SCENIHR adopted the temporary oral tolerable daily intake (t-TDI) of 4 μg/kg bodyweight/day derived by the European Food Safety Authority (EFSA)². The SCENIHR opinion considered that BPA has low systemic bioavailability by the oral route.
“The SCENIHR concludes that risk for adverse effects of BPA may exist when the BPA is directly available for systemic exposure after non-oral exposure routes, especially for neonates in intensive care units, infants undergoing prolonged medical procedures and for dialysis patients … However, better data on exposure would be beneficial for the refinement of the present risk assessment, to be carried out when new data on exposure via medical devices will be available.”

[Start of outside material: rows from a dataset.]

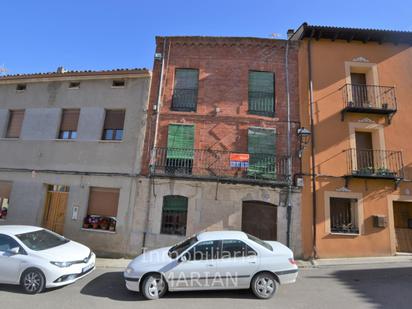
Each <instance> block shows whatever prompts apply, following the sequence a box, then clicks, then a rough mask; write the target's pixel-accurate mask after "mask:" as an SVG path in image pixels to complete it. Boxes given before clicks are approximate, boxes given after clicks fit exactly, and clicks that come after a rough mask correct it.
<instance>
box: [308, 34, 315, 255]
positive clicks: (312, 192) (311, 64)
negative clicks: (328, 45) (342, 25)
mask: <svg viewBox="0 0 412 309" xmlns="http://www.w3.org/2000/svg"><path fill="white" fill-rule="evenodd" d="M311 43H312V39H309V41H308V71H309V72H308V73H309V99H310V131H311V132H312V142H311V170H312V172H311V177H312V178H311V179H312V225H313V226H312V233H313V234H312V237H313V240H312V241H313V247H312V258H314V259H316V258H317V248H316V237H317V236H316V209H317V205H316V204H317V201H316V174H315V172H316V171H315V167H316V162H315V125H314V121H313V114H314V112H313V105H314V103H313V80H312V45H311Z"/></svg>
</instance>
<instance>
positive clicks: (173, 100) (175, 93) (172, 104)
mask: <svg viewBox="0 0 412 309" xmlns="http://www.w3.org/2000/svg"><path fill="white" fill-rule="evenodd" d="M198 83H199V70H195V69H176V72H175V86H174V90H173V98H172V110H175V111H196V105H197V89H198Z"/></svg>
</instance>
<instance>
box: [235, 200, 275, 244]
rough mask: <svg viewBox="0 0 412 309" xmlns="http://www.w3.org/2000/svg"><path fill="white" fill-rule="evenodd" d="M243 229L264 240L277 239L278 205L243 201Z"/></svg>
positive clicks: (242, 224)
mask: <svg viewBox="0 0 412 309" xmlns="http://www.w3.org/2000/svg"><path fill="white" fill-rule="evenodd" d="M242 231H243V232H245V233H248V234H251V235H253V236H256V237H258V238H260V239H263V240H276V238H277V208H276V206H275V205H272V204H269V203H265V202H255V201H253V202H243V207H242Z"/></svg>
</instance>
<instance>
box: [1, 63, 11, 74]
mask: <svg viewBox="0 0 412 309" xmlns="http://www.w3.org/2000/svg"><path fill="white" fill-rule="evenodd" d="M8 71H9V70H8V69H7V68H6V67H5V66H4V64H2V65H1V66H0V76H1V75H6V73H7V72H8Z"/></svg>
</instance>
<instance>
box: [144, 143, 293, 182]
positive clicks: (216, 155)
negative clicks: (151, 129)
mask: <svg viewBox="0 0 412 309" xmlns="http://www.w3.org/2000/svg"><path fill="white" fill-rule="evenodd" d="M154 152H155V159H154V162H153V164H152V166H151V174H152V175H155V176H165V177H176V178H195V179H200V180H201V179H204V180H216V181H221V182H233V183H255V184H268V185H286V184H287V158H286V157H278V156H274V155H270V154H246V153H242V154H239V153H234V152H229V151H215V150H210V149H207V150H205V149H171V148H156V149H155V150H154ZM240 157H242V158H240ZM237 159H239V160H237Z"/></svg>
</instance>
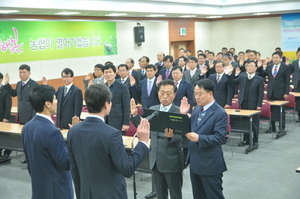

With regards to dental materials, the conclusion was made that long-term oral exposure to BPA was approximately 2‰ of the t-TDI, thus posing a negligible risk for human health.
1) SCENIHR, Safety of the use of bisphenol A in medical devices, 18 February 2015. ISBN 978-92-79-30133-9, doi:10.2772/75546.
2) Scientific Opinion on the risks to public health related to the presence of bisphenol A (BPA) in foodstuffs. EFSA Journal 2015; 13(1): 3978, doi:10.2903/j.efsa.2015.3978.